Une infraction imprécise, imprévisible et inutile
Dans ce recours devant la Cour constitutionnelle, la coalition “droit de protester” (dont sont notamment membres les trois syndicats – FGTB, CSC et CGSLB – Greenpeace, Amnesty International Belgique, la Liga voor mensenrechten et la Ligue des droits humains) dénonce les termes très vagues de l’article 547 du Code pénal. L’article en question énonce que “l’atteinte méchante à l’autorité de l’État consiste dans une intention méchante et en public, à porter atteinte à la force obligatoire de la loi ou des droits ou à l’autorité des institutions constitutionnelles et ce, en provoquant directement à la désobéissance à une loi causant une menace grave et réelle pour la sécurité nationale, la santé publique ou la moralité”.
“Cette infraction est imprécise et équivoque, ce qui met à mal le principe de légalité. Or, c’est un droit fondamental de toute personne d’être en mesure de connaître à l’avance ce qui est interdit par la loi pénale et les sanctions qu’il encourt en cas de transgression de celle-ci”, rappellent les associations et syndicats qui demandent l’annulation de cette disposition.
Par ailleurs, la nécessité de cette disposition pénale n’a pas été suffisamment prouvée. Il existe déjà plusieurs dispositions qui permettent d’incriminer l’incitation à certains comportements illégaux. Comme par exemple les appels à la haine ou à la violence. Selon la coalition “droit de protester”, l’infraction d’atteinte méchante à l’autorité de l’État n’apporte aucune valeur ajoutée.
Une infraction qui laisse la place à l’arbitraire
Avec des termes généraux comme “menace grave et réelle pour la sécurité nationale, la santé publique ou la moralité” ou autres “autorité des institutions constitutionnelles”, cette infraction laisse une large marge de manœuvre aux autorités policières et judiciaires qui pourraient réprimer tout mouvement choisissant la désobéissance civile comme voie d’action. Le risque de traitement arbitraire n’est pas exclu. Par ailleurs, la coalition interroge aussi la question de la proportionnalité de la sanction, étant donné que l’incitation à désobéir pourrait être sanctionnée plus durement que le non-respect de la loi elle-même.

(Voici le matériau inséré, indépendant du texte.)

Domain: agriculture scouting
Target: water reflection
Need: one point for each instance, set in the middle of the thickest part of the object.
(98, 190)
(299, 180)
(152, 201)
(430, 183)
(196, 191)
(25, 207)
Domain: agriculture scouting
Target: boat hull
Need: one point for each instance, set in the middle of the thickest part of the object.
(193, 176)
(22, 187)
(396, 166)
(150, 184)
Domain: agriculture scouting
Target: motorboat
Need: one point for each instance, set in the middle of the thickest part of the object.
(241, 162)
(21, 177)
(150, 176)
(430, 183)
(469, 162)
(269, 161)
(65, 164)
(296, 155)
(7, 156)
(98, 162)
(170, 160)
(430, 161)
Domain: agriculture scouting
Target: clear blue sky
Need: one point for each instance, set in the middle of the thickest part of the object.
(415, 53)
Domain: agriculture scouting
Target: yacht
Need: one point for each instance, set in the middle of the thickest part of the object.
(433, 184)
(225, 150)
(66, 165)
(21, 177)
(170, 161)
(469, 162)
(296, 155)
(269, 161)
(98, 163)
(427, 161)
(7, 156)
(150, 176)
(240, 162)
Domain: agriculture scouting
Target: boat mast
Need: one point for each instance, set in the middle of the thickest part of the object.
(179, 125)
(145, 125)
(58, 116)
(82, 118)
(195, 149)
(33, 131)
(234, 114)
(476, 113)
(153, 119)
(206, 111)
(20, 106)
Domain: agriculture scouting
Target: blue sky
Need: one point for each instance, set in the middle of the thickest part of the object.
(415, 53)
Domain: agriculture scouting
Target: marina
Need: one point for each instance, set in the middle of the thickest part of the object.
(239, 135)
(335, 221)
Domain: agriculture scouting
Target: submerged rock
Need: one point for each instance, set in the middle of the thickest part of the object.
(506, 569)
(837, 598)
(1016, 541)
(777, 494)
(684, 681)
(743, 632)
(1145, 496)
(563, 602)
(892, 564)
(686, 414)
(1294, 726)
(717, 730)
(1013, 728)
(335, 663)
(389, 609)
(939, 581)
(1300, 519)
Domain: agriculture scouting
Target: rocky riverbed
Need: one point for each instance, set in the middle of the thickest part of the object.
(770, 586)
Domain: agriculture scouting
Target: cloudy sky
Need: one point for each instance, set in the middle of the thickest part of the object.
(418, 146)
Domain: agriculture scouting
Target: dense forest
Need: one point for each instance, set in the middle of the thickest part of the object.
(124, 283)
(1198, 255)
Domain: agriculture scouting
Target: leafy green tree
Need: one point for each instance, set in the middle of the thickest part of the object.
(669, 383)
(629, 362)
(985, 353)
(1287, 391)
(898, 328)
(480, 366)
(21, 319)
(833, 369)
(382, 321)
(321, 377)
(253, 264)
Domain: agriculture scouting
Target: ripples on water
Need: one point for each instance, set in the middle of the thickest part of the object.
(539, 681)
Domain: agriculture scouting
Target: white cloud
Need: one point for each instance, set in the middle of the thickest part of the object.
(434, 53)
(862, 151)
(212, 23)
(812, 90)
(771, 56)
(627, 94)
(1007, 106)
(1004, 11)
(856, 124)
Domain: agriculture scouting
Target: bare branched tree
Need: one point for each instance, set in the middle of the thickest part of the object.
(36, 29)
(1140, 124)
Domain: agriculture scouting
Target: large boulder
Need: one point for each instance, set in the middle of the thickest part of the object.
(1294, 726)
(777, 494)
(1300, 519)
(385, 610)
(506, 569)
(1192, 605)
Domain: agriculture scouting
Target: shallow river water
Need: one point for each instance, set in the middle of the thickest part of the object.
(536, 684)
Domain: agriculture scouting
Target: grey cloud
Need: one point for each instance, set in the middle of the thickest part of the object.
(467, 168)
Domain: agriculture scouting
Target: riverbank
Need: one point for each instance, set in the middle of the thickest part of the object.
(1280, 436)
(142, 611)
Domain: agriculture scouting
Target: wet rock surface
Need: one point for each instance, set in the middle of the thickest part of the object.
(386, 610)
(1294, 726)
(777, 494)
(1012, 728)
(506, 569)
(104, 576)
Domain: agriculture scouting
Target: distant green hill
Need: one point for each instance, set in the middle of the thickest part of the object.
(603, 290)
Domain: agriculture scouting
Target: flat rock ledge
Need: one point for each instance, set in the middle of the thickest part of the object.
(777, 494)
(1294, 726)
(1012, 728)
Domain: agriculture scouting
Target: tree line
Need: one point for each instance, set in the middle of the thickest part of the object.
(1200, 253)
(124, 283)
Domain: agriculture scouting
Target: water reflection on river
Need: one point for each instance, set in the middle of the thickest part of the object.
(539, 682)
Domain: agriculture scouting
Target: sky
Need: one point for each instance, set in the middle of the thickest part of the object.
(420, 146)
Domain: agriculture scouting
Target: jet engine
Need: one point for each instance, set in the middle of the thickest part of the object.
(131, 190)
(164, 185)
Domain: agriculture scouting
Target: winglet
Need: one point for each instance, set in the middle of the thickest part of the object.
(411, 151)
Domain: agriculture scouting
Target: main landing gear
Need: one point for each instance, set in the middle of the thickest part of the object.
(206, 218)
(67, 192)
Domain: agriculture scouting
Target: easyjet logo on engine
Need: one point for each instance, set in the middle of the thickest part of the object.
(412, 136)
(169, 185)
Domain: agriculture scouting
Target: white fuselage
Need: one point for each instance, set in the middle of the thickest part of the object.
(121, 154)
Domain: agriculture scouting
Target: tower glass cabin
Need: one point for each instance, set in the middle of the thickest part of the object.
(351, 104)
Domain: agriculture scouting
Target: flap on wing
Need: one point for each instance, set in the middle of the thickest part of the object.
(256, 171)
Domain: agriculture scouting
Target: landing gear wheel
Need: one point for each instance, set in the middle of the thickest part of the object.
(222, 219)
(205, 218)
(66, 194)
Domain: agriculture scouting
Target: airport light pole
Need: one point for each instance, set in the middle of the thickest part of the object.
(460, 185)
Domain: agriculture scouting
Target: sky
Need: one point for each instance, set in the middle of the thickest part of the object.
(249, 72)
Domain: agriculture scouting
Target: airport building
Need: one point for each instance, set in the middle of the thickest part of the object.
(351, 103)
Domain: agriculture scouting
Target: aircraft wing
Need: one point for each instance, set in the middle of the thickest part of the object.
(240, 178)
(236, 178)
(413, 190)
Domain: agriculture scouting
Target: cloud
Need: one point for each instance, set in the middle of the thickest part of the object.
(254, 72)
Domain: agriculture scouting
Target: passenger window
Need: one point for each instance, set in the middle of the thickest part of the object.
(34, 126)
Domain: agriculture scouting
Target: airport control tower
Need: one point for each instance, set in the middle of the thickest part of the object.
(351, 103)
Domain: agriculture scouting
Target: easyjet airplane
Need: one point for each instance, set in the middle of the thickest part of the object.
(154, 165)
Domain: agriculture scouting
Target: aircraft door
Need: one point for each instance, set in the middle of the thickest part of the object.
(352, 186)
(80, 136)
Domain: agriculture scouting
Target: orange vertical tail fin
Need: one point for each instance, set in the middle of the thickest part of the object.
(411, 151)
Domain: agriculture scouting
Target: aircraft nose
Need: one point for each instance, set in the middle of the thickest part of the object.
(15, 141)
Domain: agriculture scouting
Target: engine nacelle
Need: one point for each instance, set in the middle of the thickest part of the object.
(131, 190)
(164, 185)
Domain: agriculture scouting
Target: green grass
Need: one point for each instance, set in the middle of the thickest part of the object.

Risque de criminaliser certaines formes de protestation sociale et politique
L’inquiétude de la coalition concerne également le champ d’application particulièrement large de cette infraction, ce qui risque, comme l’a épinglé l’Institut fédéral des droits humains dans un avis d’octobre 2023 [1], de criminaliser certaines formes de protestation sociale et politique au sens large.
“C’est pourtant le rôle des ONG et syndicats de contester publiquement la force obligatoire de certaines lois jugées contraires aux droits fondamentaux et aux normes internationales. La Cour européenne des droits de l’homme souligne d’ailleurs très régulièrement l’importance de la liberté d’expression dans un État de droit et le rôle indispensable de ‘chiens de garde d’une société libre et juste’ joué par les ONG dans ce cadre”, précisent les parties requérantes.
Protéger la liberté d’expression et la désobéissance civile
La liberté d’expression protège d’ailleurs aussi la désobéissance civile. “Transgresser une loi, de façon publique et non-violente, quand celle-ci n’est pas légitime, permet de relancer un débat public, d’être moteur de changements”, pointent les associations et syndicats à l’origine du recours. “La désobéissance civile est primordiale également quand un État viole de plus en plus les principes de l’État de droit, comme c’est le cas en Belgique”.
Aujourd’hui, ONG et syndicats, au sein de la Coalition “droit de protester”, s’unissent pour demander à la Cour constitutionnelle de ne pas permettre ce détournement du droit pénal visant à restreindre les voix dissidentes et de préserver le droit à la liberté d’expression.